Проблема современного знания состоит вовсе не в его недостаточности и конечности, а в его самодостаточности и замкнутости на себя.

Итак, для обретения могущества нам снова нужен дьявол, и гётевская версия встречи с ним раздражает сегодня своей тотальной непрактичностью. Вызвать дьявола в современной ситуации невозможно, послать его нам никто не способен — за отсутствием доброй силы, любовь которой к своему творению настолько безгранична, что позволяет ей заключать пари о твердости нашей воли. Обнаружив у Гёте вызывающую неподдельный интерес проблематику, мы с раздражением отвергаем ее трактовку как не имеющую ни малейшего отношения к реальности. На каких путях становятся начальниками наркокартелей? Какое заклинание может открыть простому человеку доступ к нефтяной трубе? Для жаждущих могущества Гёте, должно быть, даже не скучен, а вопиюще неправ. Но интересно еще и то, что могущества в современном мире жаждут совсем немногие.
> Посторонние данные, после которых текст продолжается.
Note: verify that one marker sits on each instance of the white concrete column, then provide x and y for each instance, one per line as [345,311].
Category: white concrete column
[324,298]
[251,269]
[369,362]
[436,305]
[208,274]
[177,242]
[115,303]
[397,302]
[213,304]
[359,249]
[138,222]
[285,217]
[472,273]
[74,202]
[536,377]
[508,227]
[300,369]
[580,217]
Усилия большинства устремлены к счастью. И именно в этой связи вступает в игру знание в его новом, оторванном от мира виде — знание как набор техник, применяемых исключительно к самому себе. В своей версии «Графа Монте-Кристо» Фрай не утруждает себя описанием жизни главного героя после реализации проекта мести — мы узнаем только то, что протагонист приобретает психиатрическую лечебницу, из которой бежал, и возвращается туда, чтобы жить дальше. Чем он будет там заниматься? Разыгрывать в воображении шахматные партии и вновь читать некогда прочитанные книги? В любом случае его ум будет сосредоточен на воспроизведении сформировавшей его «я» травмы, и этот опыт, не предполагающий какой-либо завершенности или какого-либо результата, станет для него единственным основанием для продолжения жизни.

Знание себя требует бесконечного возвращения к одному и тому же, оно столь же непереводимо, как смысл, заключенный в евангельском логосе. И сцена, в которой Фауст пытается совершить рациональный выбор из множества толкований, раздражает мастера современного знания ничуть не меньше, чем легкость его контакта со злом раздражает тех, кого в принципе интересует могущество. Тем, кто практикует знание в его современном виде, совершенно ясно, что перевести «логос» невозможно. Кроме того, в этом нет необходимости: это слово следует оставить в его оригинальном звучании, которое — символически отсылая сразу ко всем возможным интерпретациям — даст нам основание никогда не прекращать толкование, бесконечно переживать невыразимый смысл и удостоверяться в собственном существовании в процессе его постоянного уточнения и модификации. Иными словами, проблема современного знания состоит вовсе не в его недостаточности и конечности, а в его самодостаточности и замкнутости на себя. И для того чтобы прочувствовать эти новые коллизии мощи и знания, гётевского «Фауста», очевидно, требуется переписать.